Apart from these, 762 750 SSRs were identified in D. exilis genome sequence, and the average density of 1007 SSR/Mb sequence was observed. Hexa-nucleotide repeats (511 635, 67.08%) were found to be the most prevalent, followed by tri- (89 060, 11.68%), tetra- (69 119, 9.06%), mono- (29 551, 3.87%), di- (28 004, 3.67%), and penta- (22 288, 2.92%) repeats. Moreover, repeats of overlapping compounds (7704, 1%) and compound repeats (5389, 0.71%) were also observed (Table 2A). Regarding their genomic distribution, the majority of the SSRs were located in genic regions (640 726, 84%), followed by non-genic regions (118 483, 15.53%), and a small fraction of the repeats were found in overlapping of genic–non-genic (3541, 0.46%) regions in the genome (Table 2B).
In the analysis of S. bicolor, 680 605 SSRs with an average density of 995.55 SSR/Mb were detected. Hexa-nucleotide (461 104, 67.75%) exhibited the highest frequency of the total repeats. Subsequently, tetra- (73 206, 10.8%) were identified, followed by tri- (72 185, 10.61%), di- (33 669, 4.95%), mono- (13 140, 1.93%), and penta- repeats (15 122, 2.22%). Furthermore, both compound (6565, 1%) and overlapping compound repeats (5614, 0.81%) were observed with the least frequency (Table 2A). In the context of their presence in the genomic regions, these SSRs were frequently detected in genic (534 852, 78.58%) regions, followed by non-genic (141 650, 20.81%) and genic–non-genic (4103, 0.6%) regions (Table 2B).
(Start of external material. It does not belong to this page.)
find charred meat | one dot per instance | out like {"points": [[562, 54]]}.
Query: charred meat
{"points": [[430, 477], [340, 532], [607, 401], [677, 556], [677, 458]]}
In the genome of S. italica, 373 148 SSRs were mined with 929.85 SSR/Mb density in the genome. Hexa-nucleotide (259 468, 69.53%) were dominating, followed by tri- (46 939, 12.58%), tetra- (33 308, 8.93%), di- (11 581, 3.1%), penta- (8629, 2.31%), and mono- (7956, 2.13%) repeats. Additionally, compound (2459, 0.66%) and overlapping compound repeats (2808, 0.75%) were also identified (Table 2A). Based on their genomic distribution, these SSRs were most prevalent in genic regions (324 233, 86.89%), followed by non-genic regions (47 184, 12.64%). And a minor presence within regions overlapping between genic and non-genic (1731, 0.46%) areas of the genome sequence (Table 2B). So, while the data show a trend where larger numbers of SSRs are observed in species with larger genome sizes, such as C. lacrymajobi and C. americanus, the distribution patterns indicate that SSRs are often concentrated in genic regions across different millet species, regardless of genome size. This suggests that while genome size may influence the total number of SSRs, the specific distribution within genic and non-genic regions remains relatively consistent across species.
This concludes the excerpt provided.